|Sudah tau cuman dibercandain, kenapa masih berharap diseriusin?
"Ngapain jongkok disitu? Butuh sumbangan?"
Tidak, Noah tidak berani berucap seperti itu karena memang yang ada dihadapannya sekarang bukan cowok itu melainkan Nevan.Sekali lagi, Nevan.
Cowok dengan kaos hitam dan celana kesayangannya dengan tiga garis di kedua sisinya, membuka helm namun tidak beranjak dari motornya.
"Berdiri," titahnya.
Nadiva bergeming, tidak mendengarkan titah tersebut, dirinya menggeram kesal kenapa harus Nevan yang memergokinya!

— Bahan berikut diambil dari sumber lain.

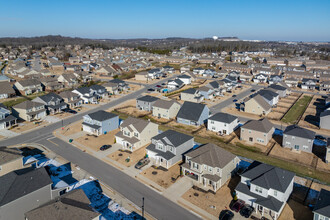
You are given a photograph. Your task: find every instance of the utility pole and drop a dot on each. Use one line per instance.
(142, 208)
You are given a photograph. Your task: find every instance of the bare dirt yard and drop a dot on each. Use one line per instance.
(121, 156)
(95, 142)
(213, 203)
(161, 176)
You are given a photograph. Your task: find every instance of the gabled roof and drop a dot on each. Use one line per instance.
(147, 98)
(69, 206)
(223, 117)
(19, 183)
(211, 155)
(262, 125)
(268, 177)
(101, 115)
(191, 111)
(173, 138)
(322, 205)
(295, 130)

"Lo pergi." Usir Nadiva yang kini memerhatikan jalanan.
Usiran tersebut tak ditanggapi apa-apa, kini Nevan turun dari motor dan langsung meraih Nadiva untuk membawanya bangkit yang kali ini tidak mendapatkan perlawanan apapun. Nevan telisik wajah sembab itu dengan sorot dingin tanpa ekspresi meskipun sebelah tangannya yang bebas sedari tadi mengepal dengan erat.
Nadiva sedari tadi menunduk tidak berani membalas tatapan Nevan, didengarnya deruan nafas yang berat dari cowok jangkung didepannya.
"Ayo, pergi sama gue."
Nevan sama sekali tidak berniat untuk menanyakan permasalahannya, lagipula dengan sekali lihat saja Nevan tau bahwa Nadiva hendak pergi namun tidak jadi.

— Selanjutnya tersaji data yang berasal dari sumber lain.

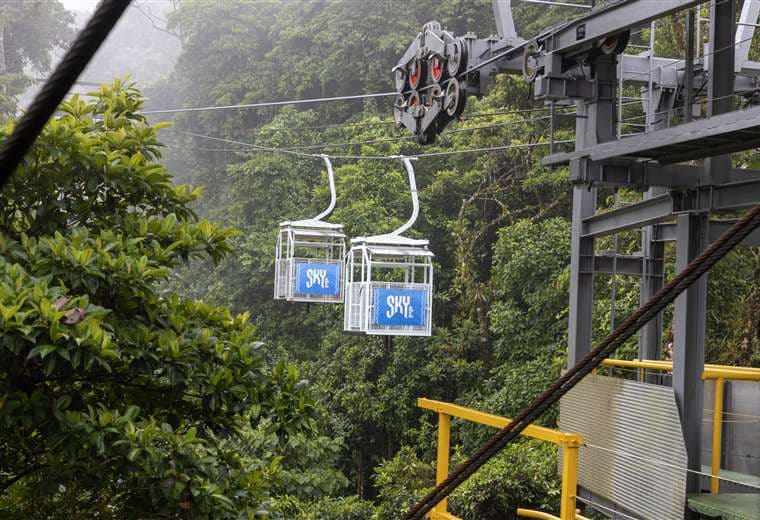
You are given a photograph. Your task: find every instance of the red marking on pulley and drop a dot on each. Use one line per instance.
(436, 68)
(415, 73)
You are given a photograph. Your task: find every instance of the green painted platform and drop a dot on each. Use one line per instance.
(728, 506)
(740, 478)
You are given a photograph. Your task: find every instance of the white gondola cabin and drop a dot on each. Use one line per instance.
(389, 281)
(309, 259)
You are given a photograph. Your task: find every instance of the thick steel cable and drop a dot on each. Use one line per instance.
(665, 296)
(55, 89)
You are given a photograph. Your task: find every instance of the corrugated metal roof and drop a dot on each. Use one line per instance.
(639, 429)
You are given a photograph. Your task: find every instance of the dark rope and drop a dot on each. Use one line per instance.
(58, 85)
(665, 296)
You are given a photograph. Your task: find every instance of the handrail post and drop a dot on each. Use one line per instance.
(570, 447)
(717, 435)
(442, 464)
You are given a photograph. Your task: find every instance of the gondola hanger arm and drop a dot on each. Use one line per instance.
(415, 199)
(331, 179)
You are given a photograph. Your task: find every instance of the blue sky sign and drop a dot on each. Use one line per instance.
(318, 279)
(395, 306)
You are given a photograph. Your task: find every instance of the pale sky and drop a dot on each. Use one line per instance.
(89, 5)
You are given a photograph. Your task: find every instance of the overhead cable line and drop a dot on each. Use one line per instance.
(464, 117)
(45, 103)
(266, 104)
(261, 148)
(559, 4)
(408, 137)
(664, 297)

"Gak mau!" Janjinya batal dengan Noah bukan berarti dia harus pergi dengan cowok lain.
Nevan berdecak, sebelah tangannya berkacak pinggang, "Pergi sama gue atau gue susul si Noah?"

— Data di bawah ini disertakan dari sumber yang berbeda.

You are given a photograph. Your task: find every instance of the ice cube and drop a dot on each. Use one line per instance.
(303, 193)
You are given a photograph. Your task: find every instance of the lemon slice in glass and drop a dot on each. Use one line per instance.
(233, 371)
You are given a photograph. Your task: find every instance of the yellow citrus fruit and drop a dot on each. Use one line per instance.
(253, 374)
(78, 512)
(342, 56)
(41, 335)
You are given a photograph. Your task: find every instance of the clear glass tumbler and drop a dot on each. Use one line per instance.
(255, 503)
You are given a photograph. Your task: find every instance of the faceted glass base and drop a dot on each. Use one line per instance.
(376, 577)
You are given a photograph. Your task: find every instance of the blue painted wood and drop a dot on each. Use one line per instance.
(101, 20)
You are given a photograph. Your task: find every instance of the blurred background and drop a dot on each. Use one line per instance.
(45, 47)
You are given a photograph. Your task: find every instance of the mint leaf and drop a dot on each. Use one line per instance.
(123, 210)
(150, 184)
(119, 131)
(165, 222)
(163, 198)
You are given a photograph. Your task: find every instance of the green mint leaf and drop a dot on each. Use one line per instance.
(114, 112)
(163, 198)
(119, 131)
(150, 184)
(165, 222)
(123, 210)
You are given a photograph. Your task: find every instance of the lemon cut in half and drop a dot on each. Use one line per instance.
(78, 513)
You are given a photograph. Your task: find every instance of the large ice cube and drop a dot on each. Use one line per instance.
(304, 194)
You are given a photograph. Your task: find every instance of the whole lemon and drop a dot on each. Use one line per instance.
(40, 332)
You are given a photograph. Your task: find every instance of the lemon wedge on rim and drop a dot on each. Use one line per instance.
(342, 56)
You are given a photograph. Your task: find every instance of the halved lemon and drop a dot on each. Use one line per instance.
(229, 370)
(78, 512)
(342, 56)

Nadiva menatap Nevan dengan raut kesal, kemudian melirik motor gede milik Nevan.
"Gue gak mau naik motor!"
Nevan terkekeh geli, dengan gemas mengacak rambut Nadiva yang sudah rapih berakhir dengan lengannya yang dibabat habis oleh Nadiva.
"Banyak mau!"
Saat ini Nadiva sedang duduk dengan Nevan dibalik kemudi. Audi Q5 berwarna putih membelah jalanan sore yang mulai dipadati kendaraan lain karena akhir pekan. Sudah lima belas menit mereka hanya melaju tanpa tujuan. Nadiva enggan bersuara sejak tadi netranya fokus pada ruang obrolannya dengan Noah yang masih berharap kekasihnya itu memberinya kabar dan Nevan hanya meliriknya sesekali, hingga akhirnya cowok tersebut menghela nafas mencoba peruntungan untuk mengajak bicara Nadiva.
"Ini kita mau kemana?"
"Gak tau."
Kembali hening, Nevan secara acak mengusak rambutnya. Keningnya berkerut samar dengan bibir kembali terbuka untuk bersuara.
"Kapan putus sih, Nad?"
Nadiva tidak langsung menjawab melainkan melirik tajam ke arah Nevan. Bibirnya mengerucut dengan tangan yang mencubit lengan sang lawan.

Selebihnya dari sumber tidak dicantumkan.